Connect the silicone tube to the flexible needle and inject 50 microliters of the infused solution every 30 minutes. Place the lid over the imaging box to close it. Then, secure the imaging box in the stage of the microscope.
Verify that the mouse is stable inside the imaging box. Define the area of interest using the epifluorescence mode of the microscope and apply the microscope settings. Use the Spiral function in the imaging software navigator mode to generate a large overview tile scan and create a reference map of the tissue.
Define the region-of-interests within the Spiral overview and then define the upper and lower Z planes to determine the Z stack. Press Start to obtain the detailed three-dimensional or four-dimensional Z stacks of the tissue. Place the tips of the thin forceps through the mammary imaging window holes in the arms of the lid and loosen the lid by twisting in anti-clockwise.
Alternatively, the tissue can be manipulated or repositioned using sterile blunt forceps to optimize the imaging conditions for the specific region-of-interest. Apply petroleum jelly to the inner rim of the mammary imaging window, avoiding the underlying tissue. Gently push the window frame downwards with sterile forceps and position the lid into the window frame.
Finally, place the tips of the thin forceps through the holes of the arms of the lid and lighten the lid by twisting it clockwise. Pubertal Rosa26 Cre/ERT2 Rosa26-membrane tomato-membrane GFP mice were injected with a low dose of tamoxifen, leading to Cre-mediated recombination of the Rosa26-membrane tomato-membrane GFP allele. The mice were imaged on days one, three, and five to follow the dynamic changes in the developing mammary gland.
The representative images show the 3D rendering of an elongated and branching mammary duct over multiple days imaged through a mammary imaging window. Single Z-plane images of the branching tip and the elongating branch are shown here. Single cells in the stroma are highlighted by white asterisks.
The representative images show the inguinal lymph node of the mouse imaged through a mammary imaging window. The second harmonic generation is depicted in green. 3D-rendered images of a mammary ductal structure of an adult female E-cadherin membrane CFP mouse over multiple consecutive days are shown here.
The collagen I pattern was used to retrace the same ROI and the E-cadherin membrane CFP signal was used to mark the ductal cells. Kikume green-red mice were imaged at day zero before and after exposure to violet light. The imaging sessions were repeated on days two, six, and 10 after conversion.
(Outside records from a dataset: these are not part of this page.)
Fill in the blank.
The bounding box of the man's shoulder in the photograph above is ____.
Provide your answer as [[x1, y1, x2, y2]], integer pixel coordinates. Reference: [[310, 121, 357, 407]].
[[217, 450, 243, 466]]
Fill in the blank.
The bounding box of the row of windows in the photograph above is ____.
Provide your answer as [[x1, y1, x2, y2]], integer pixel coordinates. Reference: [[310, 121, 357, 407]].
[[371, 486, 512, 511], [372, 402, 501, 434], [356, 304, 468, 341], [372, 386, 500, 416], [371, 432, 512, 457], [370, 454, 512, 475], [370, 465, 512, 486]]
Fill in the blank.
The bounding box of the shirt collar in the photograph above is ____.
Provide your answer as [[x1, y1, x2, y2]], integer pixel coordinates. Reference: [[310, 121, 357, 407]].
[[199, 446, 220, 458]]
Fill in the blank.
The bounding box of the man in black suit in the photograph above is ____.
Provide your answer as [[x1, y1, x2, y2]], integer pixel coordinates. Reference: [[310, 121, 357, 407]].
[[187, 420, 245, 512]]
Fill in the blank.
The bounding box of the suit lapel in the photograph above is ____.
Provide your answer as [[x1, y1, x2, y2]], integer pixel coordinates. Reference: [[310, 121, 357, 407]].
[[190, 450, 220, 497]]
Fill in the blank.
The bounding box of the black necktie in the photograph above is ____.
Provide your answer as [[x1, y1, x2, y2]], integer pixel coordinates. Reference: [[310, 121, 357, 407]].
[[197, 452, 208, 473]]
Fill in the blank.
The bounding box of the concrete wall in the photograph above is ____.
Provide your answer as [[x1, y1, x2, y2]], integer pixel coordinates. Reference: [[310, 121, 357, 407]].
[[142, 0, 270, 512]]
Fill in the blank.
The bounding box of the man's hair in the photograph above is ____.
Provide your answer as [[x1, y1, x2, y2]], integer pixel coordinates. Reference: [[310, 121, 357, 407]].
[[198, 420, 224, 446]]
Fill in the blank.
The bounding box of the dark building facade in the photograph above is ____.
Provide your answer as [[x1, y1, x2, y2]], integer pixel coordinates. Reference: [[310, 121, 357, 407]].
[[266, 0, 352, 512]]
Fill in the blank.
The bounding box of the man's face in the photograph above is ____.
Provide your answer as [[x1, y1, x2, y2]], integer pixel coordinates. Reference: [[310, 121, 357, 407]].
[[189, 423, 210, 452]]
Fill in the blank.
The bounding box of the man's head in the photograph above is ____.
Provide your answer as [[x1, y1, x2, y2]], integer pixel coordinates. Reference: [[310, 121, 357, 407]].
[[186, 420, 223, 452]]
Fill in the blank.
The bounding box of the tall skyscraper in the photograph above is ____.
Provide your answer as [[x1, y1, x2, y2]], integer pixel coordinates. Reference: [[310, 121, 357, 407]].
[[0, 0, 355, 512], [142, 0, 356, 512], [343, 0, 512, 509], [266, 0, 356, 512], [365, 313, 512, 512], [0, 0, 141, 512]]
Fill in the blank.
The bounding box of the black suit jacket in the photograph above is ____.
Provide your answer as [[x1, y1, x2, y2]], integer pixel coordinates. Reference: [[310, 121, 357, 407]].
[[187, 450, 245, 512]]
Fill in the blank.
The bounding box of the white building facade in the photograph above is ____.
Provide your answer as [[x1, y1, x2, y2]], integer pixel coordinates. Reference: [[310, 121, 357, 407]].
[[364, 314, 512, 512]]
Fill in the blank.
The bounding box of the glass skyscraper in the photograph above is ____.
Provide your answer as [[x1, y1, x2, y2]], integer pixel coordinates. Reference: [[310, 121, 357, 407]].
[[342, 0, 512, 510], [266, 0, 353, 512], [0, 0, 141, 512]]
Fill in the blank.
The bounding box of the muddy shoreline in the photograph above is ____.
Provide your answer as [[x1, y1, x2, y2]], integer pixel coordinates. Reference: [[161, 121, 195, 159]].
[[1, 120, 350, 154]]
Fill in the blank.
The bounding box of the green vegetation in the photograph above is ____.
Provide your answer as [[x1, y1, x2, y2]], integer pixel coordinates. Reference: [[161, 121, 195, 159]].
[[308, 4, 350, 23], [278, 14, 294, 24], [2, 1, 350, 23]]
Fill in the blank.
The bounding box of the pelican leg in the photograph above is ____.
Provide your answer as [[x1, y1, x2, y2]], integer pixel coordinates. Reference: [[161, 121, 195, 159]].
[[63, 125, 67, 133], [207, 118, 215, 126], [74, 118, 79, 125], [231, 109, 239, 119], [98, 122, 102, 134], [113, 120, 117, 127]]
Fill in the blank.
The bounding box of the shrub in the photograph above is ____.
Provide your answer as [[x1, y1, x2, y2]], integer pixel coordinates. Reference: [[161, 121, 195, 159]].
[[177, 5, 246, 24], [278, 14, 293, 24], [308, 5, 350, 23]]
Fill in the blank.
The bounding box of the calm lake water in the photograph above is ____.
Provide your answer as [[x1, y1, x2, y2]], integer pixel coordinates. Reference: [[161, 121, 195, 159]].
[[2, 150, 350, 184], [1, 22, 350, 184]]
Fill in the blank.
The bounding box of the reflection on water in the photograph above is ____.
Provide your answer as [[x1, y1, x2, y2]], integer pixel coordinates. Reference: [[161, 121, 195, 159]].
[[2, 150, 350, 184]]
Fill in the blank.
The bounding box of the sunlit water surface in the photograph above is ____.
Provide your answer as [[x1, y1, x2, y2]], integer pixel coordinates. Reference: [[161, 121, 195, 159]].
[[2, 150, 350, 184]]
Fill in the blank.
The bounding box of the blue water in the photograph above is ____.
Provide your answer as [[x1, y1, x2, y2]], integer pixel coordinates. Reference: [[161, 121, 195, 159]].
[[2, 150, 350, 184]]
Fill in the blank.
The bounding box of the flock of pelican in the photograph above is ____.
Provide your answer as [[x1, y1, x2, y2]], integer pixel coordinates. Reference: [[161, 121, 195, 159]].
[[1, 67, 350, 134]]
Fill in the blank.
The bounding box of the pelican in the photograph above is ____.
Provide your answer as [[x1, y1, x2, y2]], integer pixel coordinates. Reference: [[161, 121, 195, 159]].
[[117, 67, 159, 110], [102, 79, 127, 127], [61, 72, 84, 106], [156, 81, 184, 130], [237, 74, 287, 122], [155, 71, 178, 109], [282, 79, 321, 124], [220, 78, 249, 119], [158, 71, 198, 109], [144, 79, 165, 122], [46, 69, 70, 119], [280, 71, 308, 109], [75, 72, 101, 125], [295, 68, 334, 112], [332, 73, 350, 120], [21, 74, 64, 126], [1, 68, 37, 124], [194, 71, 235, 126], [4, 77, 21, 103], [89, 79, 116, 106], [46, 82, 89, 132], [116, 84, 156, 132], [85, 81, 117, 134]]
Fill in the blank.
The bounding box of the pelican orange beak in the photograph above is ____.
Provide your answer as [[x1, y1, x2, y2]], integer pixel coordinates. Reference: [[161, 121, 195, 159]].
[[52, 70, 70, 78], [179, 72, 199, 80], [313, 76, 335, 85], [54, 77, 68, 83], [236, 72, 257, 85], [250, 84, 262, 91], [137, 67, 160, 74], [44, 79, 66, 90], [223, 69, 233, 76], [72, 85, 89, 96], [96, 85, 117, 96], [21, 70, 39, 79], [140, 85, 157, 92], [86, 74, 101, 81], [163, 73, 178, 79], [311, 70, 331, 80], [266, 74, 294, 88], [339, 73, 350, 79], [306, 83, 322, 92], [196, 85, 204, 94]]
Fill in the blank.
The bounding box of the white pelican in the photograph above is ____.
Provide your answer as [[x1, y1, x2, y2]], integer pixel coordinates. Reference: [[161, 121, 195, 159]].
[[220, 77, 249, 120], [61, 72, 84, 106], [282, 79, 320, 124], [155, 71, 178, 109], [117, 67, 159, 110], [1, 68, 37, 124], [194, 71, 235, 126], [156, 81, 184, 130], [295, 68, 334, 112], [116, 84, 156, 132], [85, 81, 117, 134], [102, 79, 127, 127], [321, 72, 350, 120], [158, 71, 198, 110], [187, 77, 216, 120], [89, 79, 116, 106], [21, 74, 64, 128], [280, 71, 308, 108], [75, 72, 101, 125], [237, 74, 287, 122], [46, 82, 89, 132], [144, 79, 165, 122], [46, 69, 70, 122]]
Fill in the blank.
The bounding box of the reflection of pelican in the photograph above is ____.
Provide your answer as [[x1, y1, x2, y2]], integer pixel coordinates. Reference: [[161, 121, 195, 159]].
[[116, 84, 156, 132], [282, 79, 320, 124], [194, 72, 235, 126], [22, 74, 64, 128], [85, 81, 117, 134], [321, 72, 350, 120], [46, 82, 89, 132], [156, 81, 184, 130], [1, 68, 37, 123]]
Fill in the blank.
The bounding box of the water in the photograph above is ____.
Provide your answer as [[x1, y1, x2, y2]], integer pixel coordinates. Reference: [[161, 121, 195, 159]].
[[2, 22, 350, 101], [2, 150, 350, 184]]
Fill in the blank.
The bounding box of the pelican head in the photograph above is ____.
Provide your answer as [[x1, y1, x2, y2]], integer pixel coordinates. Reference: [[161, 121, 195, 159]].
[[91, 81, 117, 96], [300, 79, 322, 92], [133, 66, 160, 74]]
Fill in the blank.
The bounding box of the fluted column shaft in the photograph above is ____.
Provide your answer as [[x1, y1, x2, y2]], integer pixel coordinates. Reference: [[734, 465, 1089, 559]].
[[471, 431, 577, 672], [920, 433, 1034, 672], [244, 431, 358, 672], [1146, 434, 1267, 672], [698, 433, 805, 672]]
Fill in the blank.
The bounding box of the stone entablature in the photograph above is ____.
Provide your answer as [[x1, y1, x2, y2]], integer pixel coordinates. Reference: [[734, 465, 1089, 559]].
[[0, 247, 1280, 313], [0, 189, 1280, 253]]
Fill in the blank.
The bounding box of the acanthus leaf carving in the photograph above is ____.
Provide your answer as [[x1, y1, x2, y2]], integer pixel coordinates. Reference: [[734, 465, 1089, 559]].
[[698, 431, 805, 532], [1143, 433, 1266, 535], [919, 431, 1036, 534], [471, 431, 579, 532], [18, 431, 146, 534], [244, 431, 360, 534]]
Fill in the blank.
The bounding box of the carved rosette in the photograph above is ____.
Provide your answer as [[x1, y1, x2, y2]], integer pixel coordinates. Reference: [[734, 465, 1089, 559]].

The same area of the mammary gland was imaged through a mammary imaging window for 10 days. Smaller regions were photo-converted on day zero and showed a similar dilution rate of the Kikume red signal over time, indicating an equal turnover rate throughout the epithelium. Zoom images of the indicated regions show proliferative heterogeneity at the cellular level six and 10 days after photo-conversion.
Quantification of the red to green ratio of different cells 10 days after photo-conversion revealed highly variable dilution rates of some cells within the same ductal microenvironment. A crucial step of this procedure is opening the lid in between the imaging sessions. This unique feature of the window improves imaging conditions and allows for longitudinal imaging of the tissue.
The mammary imaging window with a replaceable lid will facilitate novel questions regarding in vivo, fast acting drug testing and screening in the field of tumor initiation and progression in the mouse mammary gland.